- El Registro Integrado de Beneficiarios de Políticas Sociales (RIB) busca centralizar la información de beneficiarios de programas sociales en Argentina.
- La medida se enmarca dentro de los compromisos asumidos con el FMI para mejorar la eficiencia del gasto social en un contexto de ajuste fiscal.
- El RIB permitirá el cruce de datos en tiempo real, facilitando la identificación de superposiciones en la asistencia social.
- El economista Federico Zirulnik ha expresado que no hay margen para recortes significativos en la AUH, a pesar de las exigencias del FMI.
- La implementación del RIB plantea preocupaciones sobre la privacidad y el resguardo de datos personales, que deberán ser garantizados por la Ley 25.326.
- Los próximos meses serán cruciales para evaluar el impacto del RIB en la economía argentina y en el sistema de protección social.
El Gobierno argentino ha implementado el Registro Integrado de Beneficiarios de Políticas Sociales (RIB), una medida que busca centralizar y optimizar la información de todos los beneficiarios de programas sociales a nivel nacional. Esta iniciativa se enmarca dentro de los compromisos adquiridos con el Fondo Monetario Internacional (FMI) para mejorar la eficiencia del gasto social en el contexto de un ajuste fiscal. La creación del RIB permitirá cruzar datos en tiempo real, lo que facilitará la identificación de superposiciones en la asistencia y la optimización de recursos destinados a los sectores más vulnerables.
El RIB se apoya en el Sistema Integrado de Información Social (SIIS), que fue creado en 2024 y actúa como un repositorio común de datos oficiales. Este sistema tiene como objetivo consolidar la información y monitorear la cobertura de los programas sociales, permitiendo un análisis más preciso de su distribución territorial. Según el Ministerio de Capital Humano, esta base de datos será actualizada y trazable, lo que permitirá un mejor seguimiento de los beneficiarios y una asignación más eficiente de los recursos.
Sin embargo, la implementación de este registro ha generado dudas sobre la posibilidad de recortes en los beneficiarios de la Asignación Universal por Hijo (AUH). Aunque el informe del FMI menciona la necesidad de mejorar la focalización y eficiencia del apoyo social, el Ministerio de Capital Humano ha descartado que el RIB implique ajustes en la cantidad de beneficiarios. El economista Federico Zirulnik ha expresado su escepticismo respecto a la posibilidad de recortes en las prestaciones, argumentando que no hay margen suficiente para realizar ajustes significativos en la AUH, dado que los recortes previos en otras áreas no han tenido un impacto considerable.
El uso de inteligencia artificial en el RIB permitirá procesar grandes volúmenes de información y detectar superposiciones en los beneficios, lo que podría llevar a una reducción de filtraciones en el sistema de asistencia social.

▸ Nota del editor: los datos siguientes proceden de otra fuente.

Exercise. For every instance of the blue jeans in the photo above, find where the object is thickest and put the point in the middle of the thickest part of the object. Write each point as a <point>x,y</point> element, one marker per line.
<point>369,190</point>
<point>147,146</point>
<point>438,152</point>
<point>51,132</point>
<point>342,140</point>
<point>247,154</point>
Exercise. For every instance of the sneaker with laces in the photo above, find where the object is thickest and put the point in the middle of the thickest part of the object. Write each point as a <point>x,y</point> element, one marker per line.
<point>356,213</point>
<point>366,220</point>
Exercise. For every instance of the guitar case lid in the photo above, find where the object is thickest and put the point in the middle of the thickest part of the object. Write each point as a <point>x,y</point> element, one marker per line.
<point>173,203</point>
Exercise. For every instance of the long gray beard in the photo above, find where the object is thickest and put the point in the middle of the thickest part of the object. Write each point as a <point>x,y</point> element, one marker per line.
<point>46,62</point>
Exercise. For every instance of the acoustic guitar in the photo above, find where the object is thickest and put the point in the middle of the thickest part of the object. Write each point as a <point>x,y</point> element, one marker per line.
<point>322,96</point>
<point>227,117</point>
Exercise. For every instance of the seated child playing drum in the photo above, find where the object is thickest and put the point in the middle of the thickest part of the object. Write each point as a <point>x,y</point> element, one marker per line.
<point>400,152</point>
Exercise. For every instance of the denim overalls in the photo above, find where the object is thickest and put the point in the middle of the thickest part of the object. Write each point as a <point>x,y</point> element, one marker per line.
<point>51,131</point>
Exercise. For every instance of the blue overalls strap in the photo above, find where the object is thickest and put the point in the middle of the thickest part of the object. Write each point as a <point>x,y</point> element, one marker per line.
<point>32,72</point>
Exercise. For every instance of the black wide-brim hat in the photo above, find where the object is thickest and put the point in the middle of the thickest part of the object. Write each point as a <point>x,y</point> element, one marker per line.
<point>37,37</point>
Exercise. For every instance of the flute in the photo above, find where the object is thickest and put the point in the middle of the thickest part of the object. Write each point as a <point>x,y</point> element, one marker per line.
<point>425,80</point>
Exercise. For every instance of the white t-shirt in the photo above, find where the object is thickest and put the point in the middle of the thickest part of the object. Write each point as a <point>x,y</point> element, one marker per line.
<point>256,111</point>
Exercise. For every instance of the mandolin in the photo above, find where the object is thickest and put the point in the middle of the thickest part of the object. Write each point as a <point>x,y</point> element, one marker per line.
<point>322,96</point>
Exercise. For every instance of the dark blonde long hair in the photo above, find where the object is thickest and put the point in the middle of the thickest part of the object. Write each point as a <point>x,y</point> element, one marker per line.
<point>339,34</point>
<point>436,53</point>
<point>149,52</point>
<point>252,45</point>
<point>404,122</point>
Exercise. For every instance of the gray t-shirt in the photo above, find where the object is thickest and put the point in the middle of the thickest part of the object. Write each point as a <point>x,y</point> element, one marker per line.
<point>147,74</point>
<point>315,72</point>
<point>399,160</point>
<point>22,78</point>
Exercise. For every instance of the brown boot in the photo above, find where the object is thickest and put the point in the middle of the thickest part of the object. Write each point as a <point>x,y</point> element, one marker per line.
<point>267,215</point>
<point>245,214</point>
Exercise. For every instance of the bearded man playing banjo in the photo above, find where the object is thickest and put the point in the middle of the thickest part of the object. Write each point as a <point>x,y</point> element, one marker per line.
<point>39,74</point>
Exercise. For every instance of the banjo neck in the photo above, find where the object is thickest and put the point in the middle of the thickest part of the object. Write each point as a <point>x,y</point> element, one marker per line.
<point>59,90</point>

Esta herramienta también habilitará un monitoreo más detallado de las trayectorias de los beneficiarios, un aspecto que el FMI considera crucial para la implementación de políticas sociales más focalizadas y controladas. Sin embargo, la centralización de datos sensibles plantea preocupaciones sobre la privacidad y el resguardo de la información personal, lo que obligará al Gobierno a cumplir con la Ley 25.326, que establece garantías de confidencialidad y seguridad en el tratamiento de datos.
A futuro, será importante observar cómo se implementa el RIB y si efectivamente se traducirá en una mejora en la eficiencia del gasto social sin afectar a los sectores más vulnerables. La fecha de publicación del staff report del FMI, que data del 1° de agosto de 2025, indica que el organismo está monitoreando de cerca estos avances. Los próximos meses serán clave para evaluar el impacto real de esta medida en el sistema de protección social y en la economía argentina en general, especialmente en un contexto donde el ajuste fiscal sigue siendo una prioridad del Gobierno.